Hello,
I am working on a ROOT project and tried to move the old code to using RDataFrames. Now, i have encountered a discrepancy between the old ROOT method and the RDataFrame method when filling a histogram with weights. Here’s the minimal code to reproduce the issue (without data):
ChannelFlag = '(ejets_2018_70 || mujets_2018_70)'
NormFactor = c.norm_factor
FullWeight = "weight_mc*weight_pileup*weight_leptonSF*weight_jvt*"+str(NormFactor)
# Old ROOT method
fT = ROOT.TChain(Tree)
for i, entry in enumerate(InputFiles):
fT.Add(entry)
canvas = ROOT.TCanvas()
h_tmp = ROOT.TH1D("test", "test", 25, 81000, 101000)
h_tmp.Sumw2()
fT.Project(h_tmp.GetName(), "m_ll", ChannelFlag+"*"+str(FullWeight))
h_tmp.Draw()
canvas.Draw()
# RDataFrame method
rdf = ROOT.RDataFrame(Tree, InputFiles)
rdf = rdf.Filter(ChannelFlag)
rdf = rdf.Define("weight", FullWeight)
histo = rdf.Histo1D(ROOT.RDF.TH1DModel("test", "test", 25, 81000, 101000), "m_ll", "weight")
canvas = ROOT.TCanvas()
histo.Draw()
canvas.Draw()
Both methods get the same input files and use the same filter (ChannelFlag). They only differ in the functions used. However, for the old method, the histogram legend shows 79759 entries. For the RDataFrame method, the histogram legend shows 80299. I also checked the Root Files and they have 82282 events at total.

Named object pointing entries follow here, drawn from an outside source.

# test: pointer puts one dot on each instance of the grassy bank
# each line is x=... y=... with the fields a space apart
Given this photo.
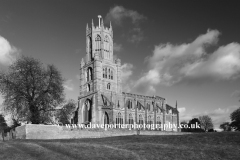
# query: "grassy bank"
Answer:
x=196 y=146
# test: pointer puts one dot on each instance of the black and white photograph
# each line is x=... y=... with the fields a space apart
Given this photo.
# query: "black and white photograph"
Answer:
x=119 y=79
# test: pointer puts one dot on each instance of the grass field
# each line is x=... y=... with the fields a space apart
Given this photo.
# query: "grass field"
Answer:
x=196 y=146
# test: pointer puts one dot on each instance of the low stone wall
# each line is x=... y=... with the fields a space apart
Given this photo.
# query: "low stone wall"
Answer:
x=20 y=132
x=32 y=131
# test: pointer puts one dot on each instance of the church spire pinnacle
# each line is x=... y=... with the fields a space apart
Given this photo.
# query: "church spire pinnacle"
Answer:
x=99 y=19
x=102 y=25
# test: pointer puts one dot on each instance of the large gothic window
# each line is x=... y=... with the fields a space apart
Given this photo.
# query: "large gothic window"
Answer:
x=119 y=118
x=103 y=72
x=89 y=47
x=108 y=73
x=108 y=86
x=106 y=47
x=149 y=120
x=148 y=106
x=88 y=87
x=98 y=43
x=129 y=104
x=130 y=119
x=89 y=75
x=159 y=122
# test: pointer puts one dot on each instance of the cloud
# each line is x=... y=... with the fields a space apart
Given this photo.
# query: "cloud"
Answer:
x=1 y=100
x=118 y=13
x=126 y=74
x=170 y=64
x=117 y=47
x=136 y=35
x=8 y=53
x=218 y=115
x=78 y=76
x=236 y=94
x=68 y=85
x=221 y=115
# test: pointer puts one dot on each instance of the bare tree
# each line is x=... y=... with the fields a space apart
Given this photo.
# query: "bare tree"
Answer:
x=225 y=126
x=206 y=122
x=64 y=115
x=31 y=90
x=235 y=117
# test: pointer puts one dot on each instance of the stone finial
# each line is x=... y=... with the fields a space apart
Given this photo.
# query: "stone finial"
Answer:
x=82 y=63
x=99 y=18
x=102 y=25
x=96 y=56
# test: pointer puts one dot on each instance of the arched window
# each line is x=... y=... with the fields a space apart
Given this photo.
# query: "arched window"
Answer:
x=90 y=73
x=159 y=122
x=108 y=86
x=130 y=119
x=129 y=104
x=98 y=43
x=106 y=47
x=89 y=47
x=149 y=119
x=88 y=87
x=111 y=74
x=148 y=106
x=119 y=118
x=105 y=72
x=140 y=119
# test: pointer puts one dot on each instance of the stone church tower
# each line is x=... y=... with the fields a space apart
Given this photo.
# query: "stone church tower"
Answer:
x=100 y=76
x=101 y=100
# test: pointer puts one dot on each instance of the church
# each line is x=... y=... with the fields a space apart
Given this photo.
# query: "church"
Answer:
x=101 y=99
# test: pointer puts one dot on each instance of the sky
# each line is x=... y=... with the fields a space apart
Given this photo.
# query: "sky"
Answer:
x=184 y=51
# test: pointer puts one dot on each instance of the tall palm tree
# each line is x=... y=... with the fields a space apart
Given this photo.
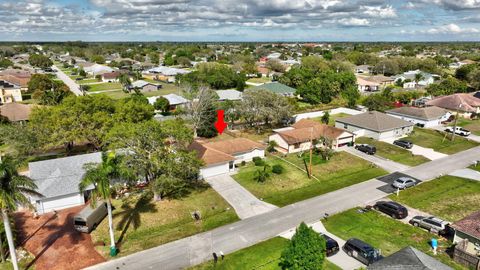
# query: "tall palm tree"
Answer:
x=13 y=191
x=100 y=176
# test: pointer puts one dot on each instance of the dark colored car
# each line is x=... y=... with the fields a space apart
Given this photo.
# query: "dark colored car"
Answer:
x=392 y=209
x=403 y=143
x=361 y=251
x=332 y=245
x=366 y=148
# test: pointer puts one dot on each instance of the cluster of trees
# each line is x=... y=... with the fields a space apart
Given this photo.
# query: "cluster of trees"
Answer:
x=216 y=76
x=318 y=81
x=40 y=60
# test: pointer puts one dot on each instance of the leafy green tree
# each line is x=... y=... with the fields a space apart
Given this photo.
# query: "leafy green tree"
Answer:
x=161 y=104
x=13 y=191
x=101 y=176
x=306 y=250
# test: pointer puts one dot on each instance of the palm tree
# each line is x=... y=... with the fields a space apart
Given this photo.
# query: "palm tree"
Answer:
x=13 y=191
x=100 y=175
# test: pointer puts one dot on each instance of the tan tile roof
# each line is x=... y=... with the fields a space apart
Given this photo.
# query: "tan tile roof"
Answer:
x=469 y=225
x=462 y=102
x=375 y=121
x=223 y=151
x=16 y=111
x=306 y=129
x=427 y=113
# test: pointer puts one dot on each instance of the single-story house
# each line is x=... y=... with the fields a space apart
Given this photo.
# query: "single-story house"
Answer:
x=468 y=229
x=145 y=86
x=375 y=125
x=365 y=85
x=16 y=112
x=57 y=180
x=298 y=137
x=277 y=88
x=423 y=117
x=220 y=157
x=408 y=258
x=465 y=104
x=229 y=95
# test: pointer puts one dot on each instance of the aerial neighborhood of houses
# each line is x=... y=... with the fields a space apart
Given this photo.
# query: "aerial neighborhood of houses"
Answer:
x=233 y=155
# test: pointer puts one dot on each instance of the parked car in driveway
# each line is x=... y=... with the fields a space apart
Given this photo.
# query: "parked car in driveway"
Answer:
x=332 y=245
x=366 y=148
x=431 y=223
x=361 y=251
x=459 y=131
x=403 y=143
x=392 y=209
x=404 y=182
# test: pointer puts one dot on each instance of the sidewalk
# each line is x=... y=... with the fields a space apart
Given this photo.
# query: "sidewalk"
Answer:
x=386 y=164
x=341 y=259
x=245 y=204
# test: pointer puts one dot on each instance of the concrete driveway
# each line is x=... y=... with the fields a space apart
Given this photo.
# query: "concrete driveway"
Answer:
x=422 y=151
x=245 y=204
x=386 y=164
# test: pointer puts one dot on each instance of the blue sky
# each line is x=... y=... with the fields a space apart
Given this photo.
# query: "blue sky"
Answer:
x=240 y=20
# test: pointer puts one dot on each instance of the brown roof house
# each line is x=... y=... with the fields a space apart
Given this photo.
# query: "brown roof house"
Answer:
x=299 y=136
x=16 y=112
x=465 y=104
x=467 y=233
x=423 y=117
x=220 y=157
x=375 y=125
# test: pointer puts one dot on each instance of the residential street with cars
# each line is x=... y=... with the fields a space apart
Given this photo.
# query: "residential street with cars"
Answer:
x=253 y=230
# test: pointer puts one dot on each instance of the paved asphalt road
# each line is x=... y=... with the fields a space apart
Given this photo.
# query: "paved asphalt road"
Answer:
x=74 y=87
x=229 y=238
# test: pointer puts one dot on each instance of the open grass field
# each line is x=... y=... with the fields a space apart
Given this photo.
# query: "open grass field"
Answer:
x=451 y=198
x=394 y=153
x=262 y=256
x=439 y=142
x=472 y=125
x=385 y=233
x=293 y=185
x=143 y=225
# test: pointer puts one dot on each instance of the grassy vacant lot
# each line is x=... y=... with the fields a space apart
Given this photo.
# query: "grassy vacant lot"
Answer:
x=393 y=152
x=104 y=86
x=139 y=226
x=472 y=125
x=435 y=139
x=448 y=197
x=385 y=233
x=262 y=256
x=293 y=185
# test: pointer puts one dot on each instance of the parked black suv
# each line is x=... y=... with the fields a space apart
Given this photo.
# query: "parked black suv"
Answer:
x=361 y=251
x=392 y=209
x=366 y=148
x=404 y=143
x=332 y=245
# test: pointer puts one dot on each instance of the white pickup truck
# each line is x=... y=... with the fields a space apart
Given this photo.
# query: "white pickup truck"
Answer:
x=458 y=130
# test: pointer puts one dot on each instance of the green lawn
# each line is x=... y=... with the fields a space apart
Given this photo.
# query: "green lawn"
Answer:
x=262 y=256
x=448 y=197
x=293 y=185
x=104 y=86
x=394 y=153
x=154 y=223
x=387 y=234
x=472 y=125
x=439 y=142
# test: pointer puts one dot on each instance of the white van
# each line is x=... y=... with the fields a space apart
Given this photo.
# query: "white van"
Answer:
x=88 y=219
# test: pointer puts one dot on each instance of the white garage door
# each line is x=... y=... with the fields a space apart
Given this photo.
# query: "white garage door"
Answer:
x=57 y=203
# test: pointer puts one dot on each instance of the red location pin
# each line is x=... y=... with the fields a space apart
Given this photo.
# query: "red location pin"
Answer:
x=220 y=125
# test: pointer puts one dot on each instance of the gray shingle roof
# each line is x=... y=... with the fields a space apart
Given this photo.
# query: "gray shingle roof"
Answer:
x=375 y=121
x=409 y=258
x=61 y=176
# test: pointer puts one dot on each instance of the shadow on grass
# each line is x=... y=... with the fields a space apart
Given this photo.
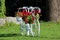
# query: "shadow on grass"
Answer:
x=9 y=35
x=13 y=35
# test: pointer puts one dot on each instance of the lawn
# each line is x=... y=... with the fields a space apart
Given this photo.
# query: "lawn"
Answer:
x=49 y=31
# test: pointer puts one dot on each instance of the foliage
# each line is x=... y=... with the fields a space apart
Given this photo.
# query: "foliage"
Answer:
x=49 y=31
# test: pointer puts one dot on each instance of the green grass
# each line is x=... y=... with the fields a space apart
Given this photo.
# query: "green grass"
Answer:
x=49 y=31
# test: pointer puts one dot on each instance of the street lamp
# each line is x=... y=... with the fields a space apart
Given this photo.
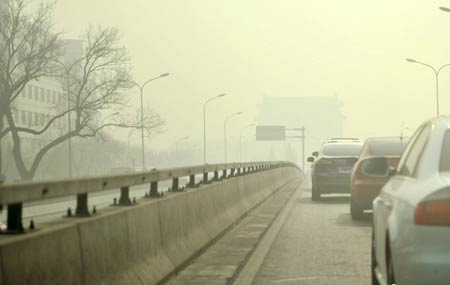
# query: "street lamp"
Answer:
x=240 y=139
x=436 y=73
x=204 y=123
x=178 y=142
x=246 y=140
x=225 y=131
x=141 y=90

In the old method, I found that if I remove weight_pileup
from FullWeight, the histogram shows 80299 entries, matching the RDataFrame method. Then i checked the values in weight_pileup for nans or very small values, with
# Filtering events with extremely small weights
elist_small_weights = ROOT.TEventList("elist_small_weights")

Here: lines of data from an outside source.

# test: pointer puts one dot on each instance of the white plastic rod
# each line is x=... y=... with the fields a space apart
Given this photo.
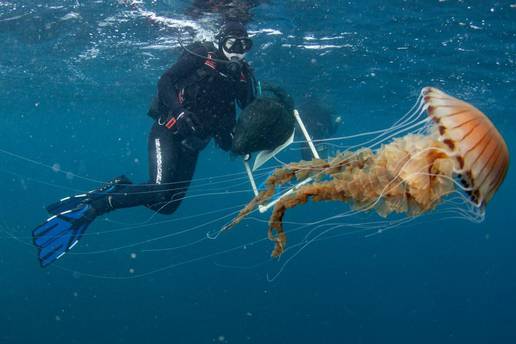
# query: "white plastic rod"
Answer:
x=250 y=175
x=305 y=133
x=264 y=208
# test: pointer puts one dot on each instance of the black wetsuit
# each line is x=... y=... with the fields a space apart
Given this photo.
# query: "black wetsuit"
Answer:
x=204 y=87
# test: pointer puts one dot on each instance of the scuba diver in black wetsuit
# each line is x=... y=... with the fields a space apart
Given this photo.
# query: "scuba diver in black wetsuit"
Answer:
x=195 y=102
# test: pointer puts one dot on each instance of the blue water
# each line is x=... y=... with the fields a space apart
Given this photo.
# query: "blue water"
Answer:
x=76 y=78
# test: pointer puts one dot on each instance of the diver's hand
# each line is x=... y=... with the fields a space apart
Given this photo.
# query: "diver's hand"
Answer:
x=185 y=123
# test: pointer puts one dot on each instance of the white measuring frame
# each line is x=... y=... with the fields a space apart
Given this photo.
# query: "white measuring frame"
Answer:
x=264 y=156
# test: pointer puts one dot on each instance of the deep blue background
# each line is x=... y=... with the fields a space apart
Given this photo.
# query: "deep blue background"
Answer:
x=75 y=81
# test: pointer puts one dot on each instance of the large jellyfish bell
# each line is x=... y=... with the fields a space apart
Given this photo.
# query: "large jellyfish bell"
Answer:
x=480 y=152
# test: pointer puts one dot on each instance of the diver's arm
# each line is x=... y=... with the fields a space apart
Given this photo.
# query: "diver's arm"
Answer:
x=247 y=90
x=186 y=64
x=224 y=133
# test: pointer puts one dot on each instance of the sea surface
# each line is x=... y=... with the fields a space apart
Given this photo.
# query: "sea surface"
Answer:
x=76 y=79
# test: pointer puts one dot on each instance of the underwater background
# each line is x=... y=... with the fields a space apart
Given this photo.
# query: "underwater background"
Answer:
x=76 y=79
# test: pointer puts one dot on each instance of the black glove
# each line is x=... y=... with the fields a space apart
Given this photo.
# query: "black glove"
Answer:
x=186 y=123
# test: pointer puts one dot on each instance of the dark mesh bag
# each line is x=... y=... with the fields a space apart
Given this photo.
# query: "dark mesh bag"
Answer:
x=266 y=123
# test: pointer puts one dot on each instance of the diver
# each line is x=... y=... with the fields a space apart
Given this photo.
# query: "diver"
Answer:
x=196 y=101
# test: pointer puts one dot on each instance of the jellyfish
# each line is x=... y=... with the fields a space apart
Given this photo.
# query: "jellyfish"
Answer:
x=457 y=148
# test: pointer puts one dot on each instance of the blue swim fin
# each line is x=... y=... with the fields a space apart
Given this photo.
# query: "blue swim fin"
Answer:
x=61 y=232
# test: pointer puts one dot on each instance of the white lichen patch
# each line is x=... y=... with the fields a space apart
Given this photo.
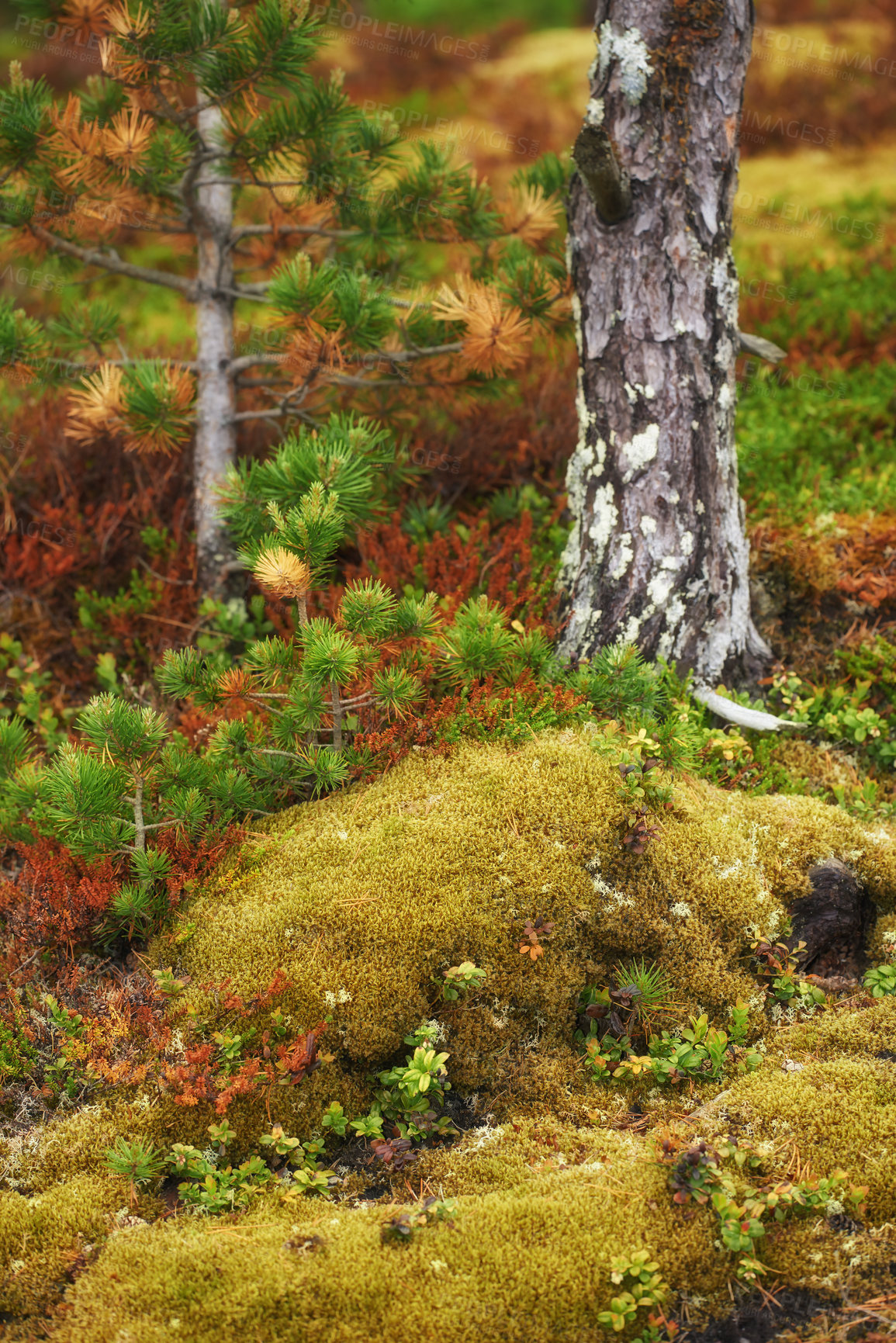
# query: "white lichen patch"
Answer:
x=631 y=51
x=641 y=450
x=594 y=112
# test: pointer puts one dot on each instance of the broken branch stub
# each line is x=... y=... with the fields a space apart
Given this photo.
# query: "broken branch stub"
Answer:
x=602 y=174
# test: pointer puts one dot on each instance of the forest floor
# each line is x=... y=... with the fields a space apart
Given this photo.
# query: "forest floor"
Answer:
x=555 y=1170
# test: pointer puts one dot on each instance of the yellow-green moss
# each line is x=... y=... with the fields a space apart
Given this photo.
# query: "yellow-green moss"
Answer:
x=541 y=1210
x=362 y=900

fT.Draw(">>elist_small_weights", "weight_pileup < 1E-6")
small_weights = elist_small_weights.GetN()
print("Number of events with small weight_pileup: ", small_weights)
The output shows 511 events, and my guess is now, that these small values seem to be the cause of the discrepancy between the old ROOT method and the RDataFrame method.
I would appreciate any insights or suggestions regarding why this discrepancy arises and how to handle such small-weight events correctly.
Thanks!